In this paper, we use a fully convolutional neural network (FCNN) for the segmentation of gliomas from Magnetic Resonance Images (MRI). A fully automatic, voxel based classification was achieved by training a 23 layer deep FCNN on 2-D slices extracted from patient volumes. The network was trained on slices extracted from 130 patients and validated on 50 patients. For the task of survival prediction, texture and shape based features were extracted from T1 post contrast volume to train an XGBoost regressor. On BraTS 2017 validation set, the proposed scheme achieved a mean whole tumor, tumor core and active dice score of 0.83, 0.69 and 0.69 respectively and an accuracy of 52% for the overall survival prediction.

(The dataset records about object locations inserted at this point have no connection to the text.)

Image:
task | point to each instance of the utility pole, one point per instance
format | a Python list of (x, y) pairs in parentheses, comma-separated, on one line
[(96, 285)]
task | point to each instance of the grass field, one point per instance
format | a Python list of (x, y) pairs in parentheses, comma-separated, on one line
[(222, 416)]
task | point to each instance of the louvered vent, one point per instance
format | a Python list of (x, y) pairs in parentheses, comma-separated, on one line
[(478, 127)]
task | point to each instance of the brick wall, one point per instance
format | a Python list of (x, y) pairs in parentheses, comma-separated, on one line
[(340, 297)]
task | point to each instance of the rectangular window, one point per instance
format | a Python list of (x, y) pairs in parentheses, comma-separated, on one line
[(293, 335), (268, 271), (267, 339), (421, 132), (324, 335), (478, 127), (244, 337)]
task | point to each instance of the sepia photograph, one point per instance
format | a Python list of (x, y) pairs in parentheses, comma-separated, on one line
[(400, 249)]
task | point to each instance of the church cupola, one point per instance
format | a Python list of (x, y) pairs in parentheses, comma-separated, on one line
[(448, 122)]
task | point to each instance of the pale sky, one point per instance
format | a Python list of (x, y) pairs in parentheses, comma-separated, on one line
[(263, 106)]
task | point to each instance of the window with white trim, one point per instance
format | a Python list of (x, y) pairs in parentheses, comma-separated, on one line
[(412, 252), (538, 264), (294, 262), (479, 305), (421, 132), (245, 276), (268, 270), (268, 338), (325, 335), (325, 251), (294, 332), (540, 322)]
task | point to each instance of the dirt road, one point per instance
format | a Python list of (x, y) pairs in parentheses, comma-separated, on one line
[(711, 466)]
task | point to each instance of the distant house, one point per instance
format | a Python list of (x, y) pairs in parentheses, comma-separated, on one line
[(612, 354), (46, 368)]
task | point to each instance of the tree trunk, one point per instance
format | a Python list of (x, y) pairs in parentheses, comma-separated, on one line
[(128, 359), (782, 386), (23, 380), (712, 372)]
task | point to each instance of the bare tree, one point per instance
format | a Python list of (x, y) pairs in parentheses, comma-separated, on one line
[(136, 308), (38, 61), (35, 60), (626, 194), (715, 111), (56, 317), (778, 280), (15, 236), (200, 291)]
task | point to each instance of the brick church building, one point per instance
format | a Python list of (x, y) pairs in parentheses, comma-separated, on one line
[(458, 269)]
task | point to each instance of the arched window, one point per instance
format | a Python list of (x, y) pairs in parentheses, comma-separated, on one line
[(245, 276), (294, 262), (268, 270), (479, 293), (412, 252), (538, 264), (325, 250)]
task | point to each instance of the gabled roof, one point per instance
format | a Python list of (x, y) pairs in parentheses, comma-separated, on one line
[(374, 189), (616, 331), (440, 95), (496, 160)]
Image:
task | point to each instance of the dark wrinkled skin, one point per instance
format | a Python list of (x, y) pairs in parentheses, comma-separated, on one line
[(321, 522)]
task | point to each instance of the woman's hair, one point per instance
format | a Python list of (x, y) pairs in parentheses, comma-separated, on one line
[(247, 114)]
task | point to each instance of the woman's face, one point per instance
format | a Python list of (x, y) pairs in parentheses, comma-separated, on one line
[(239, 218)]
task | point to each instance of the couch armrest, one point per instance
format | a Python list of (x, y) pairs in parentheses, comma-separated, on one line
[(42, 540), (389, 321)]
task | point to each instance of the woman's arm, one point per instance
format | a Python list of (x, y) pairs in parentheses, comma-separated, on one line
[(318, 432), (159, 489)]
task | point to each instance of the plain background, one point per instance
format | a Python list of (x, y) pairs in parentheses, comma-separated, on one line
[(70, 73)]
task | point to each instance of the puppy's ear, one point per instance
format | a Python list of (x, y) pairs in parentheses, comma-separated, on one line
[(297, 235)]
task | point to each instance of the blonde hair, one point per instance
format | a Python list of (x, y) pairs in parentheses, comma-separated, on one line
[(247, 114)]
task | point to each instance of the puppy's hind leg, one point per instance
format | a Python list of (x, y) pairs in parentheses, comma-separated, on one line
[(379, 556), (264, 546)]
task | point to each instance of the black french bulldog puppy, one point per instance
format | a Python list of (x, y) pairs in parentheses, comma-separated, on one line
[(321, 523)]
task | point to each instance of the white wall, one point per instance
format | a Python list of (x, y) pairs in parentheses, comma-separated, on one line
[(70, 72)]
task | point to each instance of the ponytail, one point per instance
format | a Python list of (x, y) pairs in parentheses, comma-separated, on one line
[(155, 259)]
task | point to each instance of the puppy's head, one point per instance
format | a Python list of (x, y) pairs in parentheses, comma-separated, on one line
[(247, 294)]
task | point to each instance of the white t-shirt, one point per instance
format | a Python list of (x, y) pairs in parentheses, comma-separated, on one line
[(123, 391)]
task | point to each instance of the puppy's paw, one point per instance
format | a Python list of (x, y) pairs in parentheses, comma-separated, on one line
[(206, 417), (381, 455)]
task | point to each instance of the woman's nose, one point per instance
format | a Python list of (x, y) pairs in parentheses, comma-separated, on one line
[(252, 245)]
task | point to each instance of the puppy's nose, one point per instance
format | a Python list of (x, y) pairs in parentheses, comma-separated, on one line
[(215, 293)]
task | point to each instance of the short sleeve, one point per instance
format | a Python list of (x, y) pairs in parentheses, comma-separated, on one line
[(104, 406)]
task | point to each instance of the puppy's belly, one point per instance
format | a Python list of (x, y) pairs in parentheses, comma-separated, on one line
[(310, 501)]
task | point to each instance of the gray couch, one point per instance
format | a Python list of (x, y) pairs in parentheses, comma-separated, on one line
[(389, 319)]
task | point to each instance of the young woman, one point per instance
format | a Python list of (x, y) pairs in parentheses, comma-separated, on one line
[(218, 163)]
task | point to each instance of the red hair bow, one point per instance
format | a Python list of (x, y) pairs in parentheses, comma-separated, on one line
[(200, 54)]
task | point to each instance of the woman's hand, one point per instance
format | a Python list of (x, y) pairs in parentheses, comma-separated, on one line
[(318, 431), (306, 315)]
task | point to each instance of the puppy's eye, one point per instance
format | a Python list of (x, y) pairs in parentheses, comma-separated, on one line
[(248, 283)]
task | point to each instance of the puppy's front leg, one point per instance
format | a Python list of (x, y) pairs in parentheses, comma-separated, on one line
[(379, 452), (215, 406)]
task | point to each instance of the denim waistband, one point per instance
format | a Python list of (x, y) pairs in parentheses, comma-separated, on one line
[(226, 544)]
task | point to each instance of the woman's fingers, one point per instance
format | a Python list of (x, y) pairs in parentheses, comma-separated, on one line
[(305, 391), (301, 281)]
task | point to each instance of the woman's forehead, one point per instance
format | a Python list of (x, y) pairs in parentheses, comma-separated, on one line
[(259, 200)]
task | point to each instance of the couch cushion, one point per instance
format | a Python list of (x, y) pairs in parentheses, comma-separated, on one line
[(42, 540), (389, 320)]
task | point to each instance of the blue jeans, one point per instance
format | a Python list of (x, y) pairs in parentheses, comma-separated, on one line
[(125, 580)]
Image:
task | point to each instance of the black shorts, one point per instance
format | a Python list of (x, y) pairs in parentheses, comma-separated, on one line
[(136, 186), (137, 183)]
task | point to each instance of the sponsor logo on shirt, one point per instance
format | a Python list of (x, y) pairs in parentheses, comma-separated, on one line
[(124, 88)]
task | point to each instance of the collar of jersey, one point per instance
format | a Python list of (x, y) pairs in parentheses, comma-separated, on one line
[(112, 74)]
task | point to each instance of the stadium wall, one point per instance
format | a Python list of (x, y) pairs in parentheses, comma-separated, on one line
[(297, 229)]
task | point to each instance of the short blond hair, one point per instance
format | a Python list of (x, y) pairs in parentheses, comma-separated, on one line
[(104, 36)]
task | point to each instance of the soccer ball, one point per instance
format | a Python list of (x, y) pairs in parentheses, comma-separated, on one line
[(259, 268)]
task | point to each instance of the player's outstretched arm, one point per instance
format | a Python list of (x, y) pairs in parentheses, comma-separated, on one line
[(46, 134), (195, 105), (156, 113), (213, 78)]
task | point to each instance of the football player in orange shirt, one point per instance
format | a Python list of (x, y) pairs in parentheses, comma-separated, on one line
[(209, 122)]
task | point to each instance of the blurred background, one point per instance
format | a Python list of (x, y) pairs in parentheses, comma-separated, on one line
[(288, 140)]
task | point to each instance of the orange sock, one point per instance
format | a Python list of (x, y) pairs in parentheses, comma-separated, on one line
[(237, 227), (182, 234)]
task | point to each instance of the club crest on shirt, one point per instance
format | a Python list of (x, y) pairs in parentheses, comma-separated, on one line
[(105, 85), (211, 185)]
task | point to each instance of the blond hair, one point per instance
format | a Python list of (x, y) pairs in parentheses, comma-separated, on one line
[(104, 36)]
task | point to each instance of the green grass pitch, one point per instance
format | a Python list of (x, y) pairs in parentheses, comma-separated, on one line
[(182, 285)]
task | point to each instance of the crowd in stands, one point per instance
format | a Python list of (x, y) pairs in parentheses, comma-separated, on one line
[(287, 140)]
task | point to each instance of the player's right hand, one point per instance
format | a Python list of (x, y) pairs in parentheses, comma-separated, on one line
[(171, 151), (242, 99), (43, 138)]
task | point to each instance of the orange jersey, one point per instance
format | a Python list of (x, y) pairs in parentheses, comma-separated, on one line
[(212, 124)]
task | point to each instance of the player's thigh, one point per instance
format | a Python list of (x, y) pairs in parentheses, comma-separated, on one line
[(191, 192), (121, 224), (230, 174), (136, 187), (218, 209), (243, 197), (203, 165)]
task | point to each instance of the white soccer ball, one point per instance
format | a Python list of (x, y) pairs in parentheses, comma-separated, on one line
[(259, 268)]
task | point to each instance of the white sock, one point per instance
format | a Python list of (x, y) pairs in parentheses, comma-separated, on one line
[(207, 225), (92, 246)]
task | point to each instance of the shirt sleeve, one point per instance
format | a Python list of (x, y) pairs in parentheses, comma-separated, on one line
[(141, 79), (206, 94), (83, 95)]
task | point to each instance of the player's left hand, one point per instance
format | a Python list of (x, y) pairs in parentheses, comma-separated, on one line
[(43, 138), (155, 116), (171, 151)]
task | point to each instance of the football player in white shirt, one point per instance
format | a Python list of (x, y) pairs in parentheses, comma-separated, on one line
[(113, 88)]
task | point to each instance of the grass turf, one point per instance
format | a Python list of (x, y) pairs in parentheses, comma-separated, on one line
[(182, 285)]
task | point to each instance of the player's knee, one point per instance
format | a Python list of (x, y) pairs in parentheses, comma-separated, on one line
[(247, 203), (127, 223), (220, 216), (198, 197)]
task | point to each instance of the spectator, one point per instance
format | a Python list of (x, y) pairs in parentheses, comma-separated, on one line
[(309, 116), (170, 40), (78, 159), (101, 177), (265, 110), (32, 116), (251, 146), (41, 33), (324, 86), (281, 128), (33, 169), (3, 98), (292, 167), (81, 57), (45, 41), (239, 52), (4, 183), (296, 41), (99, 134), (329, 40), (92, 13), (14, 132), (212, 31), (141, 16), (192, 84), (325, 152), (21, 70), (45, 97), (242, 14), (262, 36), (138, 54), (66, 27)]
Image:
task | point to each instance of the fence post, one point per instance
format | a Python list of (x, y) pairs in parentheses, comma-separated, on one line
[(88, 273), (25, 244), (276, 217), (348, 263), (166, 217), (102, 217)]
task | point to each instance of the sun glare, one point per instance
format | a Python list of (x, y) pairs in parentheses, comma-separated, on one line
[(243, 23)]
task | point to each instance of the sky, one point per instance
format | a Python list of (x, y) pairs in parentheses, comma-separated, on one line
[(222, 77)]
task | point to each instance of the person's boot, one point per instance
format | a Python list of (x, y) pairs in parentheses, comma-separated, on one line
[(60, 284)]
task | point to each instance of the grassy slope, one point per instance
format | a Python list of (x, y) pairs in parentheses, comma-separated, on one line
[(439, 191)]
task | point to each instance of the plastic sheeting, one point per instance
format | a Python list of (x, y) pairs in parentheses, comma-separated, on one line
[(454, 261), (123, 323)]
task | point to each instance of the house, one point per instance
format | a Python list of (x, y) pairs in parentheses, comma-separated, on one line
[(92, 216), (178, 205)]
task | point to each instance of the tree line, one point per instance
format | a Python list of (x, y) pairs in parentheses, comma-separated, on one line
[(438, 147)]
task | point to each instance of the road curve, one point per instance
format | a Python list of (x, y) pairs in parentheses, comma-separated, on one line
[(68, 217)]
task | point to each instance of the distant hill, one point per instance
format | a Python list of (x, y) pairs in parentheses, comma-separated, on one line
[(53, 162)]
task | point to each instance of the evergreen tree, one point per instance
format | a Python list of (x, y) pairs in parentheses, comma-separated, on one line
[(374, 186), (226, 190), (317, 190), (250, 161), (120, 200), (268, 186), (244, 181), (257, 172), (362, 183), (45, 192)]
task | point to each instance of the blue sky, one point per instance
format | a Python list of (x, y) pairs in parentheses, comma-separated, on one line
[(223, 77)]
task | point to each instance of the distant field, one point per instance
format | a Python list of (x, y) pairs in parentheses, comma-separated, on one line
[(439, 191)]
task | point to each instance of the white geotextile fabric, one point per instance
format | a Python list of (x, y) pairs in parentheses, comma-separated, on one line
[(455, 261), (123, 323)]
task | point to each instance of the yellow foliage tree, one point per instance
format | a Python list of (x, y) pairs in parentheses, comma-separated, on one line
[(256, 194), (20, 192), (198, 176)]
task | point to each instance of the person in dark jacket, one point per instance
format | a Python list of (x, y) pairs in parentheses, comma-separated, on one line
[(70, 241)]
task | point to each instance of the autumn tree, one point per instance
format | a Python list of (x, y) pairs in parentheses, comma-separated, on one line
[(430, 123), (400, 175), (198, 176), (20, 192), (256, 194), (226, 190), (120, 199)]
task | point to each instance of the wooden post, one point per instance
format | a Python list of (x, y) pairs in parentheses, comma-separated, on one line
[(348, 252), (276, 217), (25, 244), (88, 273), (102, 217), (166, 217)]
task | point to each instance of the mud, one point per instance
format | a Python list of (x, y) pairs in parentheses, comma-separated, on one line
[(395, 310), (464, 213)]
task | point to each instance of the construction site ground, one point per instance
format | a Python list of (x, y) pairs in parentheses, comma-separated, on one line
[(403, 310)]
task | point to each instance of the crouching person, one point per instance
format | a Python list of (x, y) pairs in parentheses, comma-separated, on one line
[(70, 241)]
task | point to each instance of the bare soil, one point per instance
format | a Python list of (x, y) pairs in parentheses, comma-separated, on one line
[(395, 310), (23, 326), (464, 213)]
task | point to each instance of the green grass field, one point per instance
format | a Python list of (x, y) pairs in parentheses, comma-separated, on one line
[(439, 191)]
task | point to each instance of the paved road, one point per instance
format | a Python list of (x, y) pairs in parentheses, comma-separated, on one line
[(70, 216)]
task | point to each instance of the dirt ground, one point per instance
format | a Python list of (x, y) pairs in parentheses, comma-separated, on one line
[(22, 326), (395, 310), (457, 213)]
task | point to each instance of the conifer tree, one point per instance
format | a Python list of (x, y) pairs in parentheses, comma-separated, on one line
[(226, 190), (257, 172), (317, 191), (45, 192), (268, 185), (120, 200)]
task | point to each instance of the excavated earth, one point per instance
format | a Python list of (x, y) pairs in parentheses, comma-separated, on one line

Fast frame rate rodent cardiac x-ray imaging using scintillator lens coupled to CMOS camera

Micro-Computed Tomography (MCT) systems for small animal imaging plays a critical role for monitoring disease progression and therapy evaluation. In this work, an in-house built micro-CT system equipped with a X-ray scintillator lens coupled to a commercial CMOS camera was used to test the feasibility of its application to Digital Subtraction Angiography (DSA). Literature has reported such studies being done with clinical X-ray tubes that can be pulsed rapidly or with rotating gantry systems, thus increasing the cost and infrastructural requirements.The feasibility of DSA was evaluated by injected Iodinated contrast agent (ICA) through the tail vein of a mouse. Projection images of the heart were acquired pre and post contrast using the high frame rate X-ray detector and processing done to visualize transit of ICA through the heart.

Densely Connected Fully Convolutional Network for Short-Axis Cardiac Cine MR Image Segmentation and Heart Diagnosis Using Random Forest

In this paper, we propose a fully automatic method for segmentation of left ventricle, right ventricle and myocardium from cardiac Magnetic Resonance (MR) images using densely connected fully convolutional neural network. Dense Convolutional neural network (DenseNet) facilitates multi-path flow for gradients between layers during training by back-propagation and feature propagation. DenseNet also encourages feature reuse & thus substantially reduces the number of parameters while maintaining good performance, which is ideal in scenarios with limited data. The training data was subjected to Fourier analysis and classical computer vision (CV) techniques for Region of Interest (ROI) extraction. The parameters of the network were optimized by training with a dual cost function i.e. weighted cross-entropy and Dice co-efficient. For the task of automated heart diagnosis, cardiac parameters such as ejection fraction, volumes of ventricles etc. where calculated from segmentation masks predicted by the network at the end systole and diastole phases. Further these parameters were used as features to train a Random forest classifier. On the exclusively held-out test set (10% of training set) the proposed method for segmentation task achieved a mean dice score of 0.92, 0.87 and 0.86 for left ventricle, right ventricle and myocardium respectively. For automated cardiac disease diagnosis, the Random Forest classifier achieved an accuracy of 90%.